Cartas al director

La búsqueda legal de una muerte digna

 “La muerte es un castigo para algunos, para otros un regalo, y para muchos un favor”.

 (Séneca)

Cuántas veces habremos dicho en un velatorio de un amigo, de un pariente, la muerte le ha hecho un favor llevándoselo. La muerte es la cura para todas las enfermedades, pero es mucho más ansiada cuando el mal es irreversible, provocando una larga agonía, un sufrimiento insoportable, convirtiendo una vida humana, en numerosas ocasiones, en un ser vegetal que se marchita. En muchas ocasiones sometemos al enfermo, sin que concurra su conciencia, a la distanasia. Es decir, aprobamos el empleo de medios proporcionales o no, para prolongar artificialmente su vida. Una vida artificial no es vida en el sentido de naturalidad  que a ella le damos. Retrasamos su final, a sabiendas de que no hay esperanza alguna de curarle. Decía Petrarca que “un bello morir honra toda una vida”. Y no hay mayor belleza que la voluntad humana decida el momento de morir, cuando es aún consciente de que su sufrimiento, como el de las personas a quienes ama, no es más que la antesala  de la muerte. No pedimos nacer, pero aceptamos esa vida que nos ha sido otorgada por un acto de nuestros progenitores. Es, por tanto, la llegada a la vida  un acto ajeno al libre albedrío del nacido. Sin embargo, la muerte puede adelantarse por deseo expreso, cuando, aún amando a la vida, ésta se convierte en un infierno atroz. Afirmaba John Milton que el dolor es el peor de los males.

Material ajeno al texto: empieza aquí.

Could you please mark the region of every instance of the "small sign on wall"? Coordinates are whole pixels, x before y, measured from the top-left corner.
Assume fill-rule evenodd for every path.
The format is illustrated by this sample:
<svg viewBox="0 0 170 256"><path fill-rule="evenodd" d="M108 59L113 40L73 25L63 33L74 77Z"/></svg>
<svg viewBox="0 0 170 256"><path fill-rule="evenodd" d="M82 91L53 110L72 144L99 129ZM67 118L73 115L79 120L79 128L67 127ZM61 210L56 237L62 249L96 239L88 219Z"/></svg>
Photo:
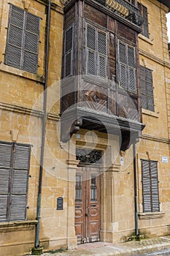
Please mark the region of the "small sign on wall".
<svg viewBox="0 0 170 256"><path fill-rule="evenodd" d="M169 162L168 157L162 157L162 162Z"/></svg>
<svg viewBox="0 0 170 256"><path fill-rule="evenodd" d="M123 157L120 158L120 164L121 164L121 165L123 165Z"/></svg>

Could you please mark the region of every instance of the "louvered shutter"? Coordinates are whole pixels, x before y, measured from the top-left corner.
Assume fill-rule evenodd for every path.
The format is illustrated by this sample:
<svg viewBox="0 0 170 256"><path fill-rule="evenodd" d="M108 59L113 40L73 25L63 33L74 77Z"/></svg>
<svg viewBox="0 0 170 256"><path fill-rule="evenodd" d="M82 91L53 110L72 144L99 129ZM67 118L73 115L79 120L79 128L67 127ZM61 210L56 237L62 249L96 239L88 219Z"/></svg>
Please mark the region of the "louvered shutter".
<svg viewBox="0 0 170 256"><path fill-rule="evenodd" d="M149 37L147 8L144 6L143 6L143 35L146 37Z"/></svg>
<svg viewBox="0 0 170 256"><path fill-rule="evenodd" d="M10 5L5 64L21 68L24 10Z"/></svg>
<svg viewBox="0 0 170 256"><path fill-rule="evenodd" d="M154 100L153 100L153 86L152 86L152 70L145 69L146 72L146 89L147 96L147 109L150 111L154 111Z"/></svg>
<svg viewBox="0 0 170 256"><path fill-rule="evenodd" d="M87 73L96 75L96 29L87 26Z"/></svg>
<svg viewBox="0 0 170 256"><path fill-rule="evenodd" d="M147 91L145 83L145 68L140 66L140 91L141 91L141 105L142 108L147 109Z"/></svg>
<svg viewBox="0 0 170 256"><path fill-rule="evenodd" d="M149 162L142 160L142 189L144 212L151 212L151 183Z"/></svg>
<svg viewBox="0 0 170 256"><path fill-rule="evenodd" d="M10 5L6 64L36 73L40 18Z"/></svg>
<svg viewBox="0 0 170 256"><path fill-rule="evenodd" d="M149 38L147 8L139 2L138 2L138 8L139 9L143 18L143 23L141 26L142 29L142 34Z"/></svg>
<svg viewBox="0 0 170 256"><path fill-rule="evenodd" d="M159 211L159 192L157 162L142 160L144 212Z"/></svg>
<svg viewBox="0 0 170 256"><path fill-rule="evenodd" d="M15 144L9 220L26 217L30 146Z"/></svg>
<svg viewBox="0 0 170 256"><path fill-rule="evenodd" d="M7 220L11 175L12 143L0 143L0 222Z"/></svg>
<svg viewBox="0 0 170 256"><path fill-rule="evenodd" d="M72 75L73 26L65 34L65 77Z"/></svg>
<svg viewBox="0 0 170 256"><path fill-rule="evenodd" d="M134 92L136 91L136 64L135 64L135 49L128 46L128 89Z"/></svg>
<svg viewBox="0 0 170 256"><path fill-rule="evenodd" d="M39 23L39 17L26 12L23 69L32 73L37 72Z"/></svg>
<svg viewBox="0 0 170 256"><path fill-rule="evenodd" d="M151 193L152 193L152 211L159 211L159 192L158 167L156 162L150 162L151 171Z"/></svg>
<svg viewBox="0 0 170 256"><path fill-rule="evenodd" d="M140 89L142 108L155 110L152 70L140 66Z"/></svg>
<svg viewBox="0 0 170 256"><path fill-rule="evenodd" d="M123 88L127 88L127 54L125 45L119 42L120 83Z"/></svg>
<svg viewBox="0 0 170 256"><path fill-rule="evenodd" d="M107 76L107 34L101 31L98 32L97 44L98 53L98 75L101 78Z"/></svg>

He vivido la triste experiencia de la muerte de mis dos hermanos menores. Aquejados de enfermedades terminales. Uno de cáncer, y la otra de ELA. Sus últimos días fueron de continuo sufrimiento para ellos, y para todos aquellos que les rodeábamos. Para uno de ellos, el diagnóstico de cáncer fue tardío,  y sedado llegó a la muerte. A mi hermana se le diagnosticó ELA, un mal que no tiene cura. Verla como la enfermedad la iba devorando, ha sido uno de los momentos más desalentadores de mi vida. Tuvo conocimiento de que su vida se terminaba, viendo como su imagen se deterioraba, y  antes de perder el habla otorgó testamento vital. No tuvo necesidad de ayuda para morir, porque un colapso multiorgánico acabó con su vida. Para ella y todos nosotros, su muerte fue un regalo. Era dueña de su cuerpo, de su vida, de su muerte, y  llegado el caso, expresada claramente su voluntad de morir,  habría que respetarla.

Es hora de regular la eutanasia, mientras tanto, despenalizar el suicidio asistido, castigado en  apartado 4 del artículo 143 del Código Penal, aunque en menor grado que en los apartados 2 y 3, dado que la asistencia es por petición expresa del enfermo deteriorado. Lo que ya me parece un  despropósito es que se pretenda juzgar a Ángel Hernández por asistir al suicidio de su mujer María José Carrasco por deseo expreso, manifiesto y patente de ella, por un delito de violencia de género. Fue un acto de amor mutuo, no de machismo. Tiene la palabra el Tribunal Supremo.